L’offensive rebelle a provoqué, selon le Haut Commissariat aux Réfugiés de l’Onu (HCR), la fuite de quelque 60 000 personnes hors du pays, notamment au Congo-Kinshasa voisin, et autant de déplacés intérieurs. Jusqu’ici, environ un quart des habitants du pays ont fui leur domicile.

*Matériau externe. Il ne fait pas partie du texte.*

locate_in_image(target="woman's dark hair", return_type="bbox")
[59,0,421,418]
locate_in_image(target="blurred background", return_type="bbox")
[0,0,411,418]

Seulement 2600 militaires centrafricains

Les rebelles se heurtent jusqu’à présent à des forces bien supérieures en nombre et lourdement équipées : aux 12 000 casques bleus présents depuis 2014 en Centrafrique s’ajoutent des centaines de militaires rwandais et paramilitaires russes dépêchés fin décembre par leurs pays à la rescousse de M. Touadéra et d’une armée démunie, où l’on signale d’importantes désertions depuis décembre.

L’envoyé de l’Onu n’a pas précisé le nombre de casques bleus supplémentaires souhaité pour la Minusca, qui est déjà l’une des plus coûteuses opérations de l’Onu dans le monde. Selon une source proche du dossier, elle souhaiterait le renfort de 3 000 hommes, dotés de moyens aériens importants.

Les forces de sécurité centrafricaines, estimées à environ 2 600 militaires, sont trop récentes, trop peu aguerries et souffrent d’une trop faible chaîne de commandement et d’un manque de sanctions, a relevé l’émissaire.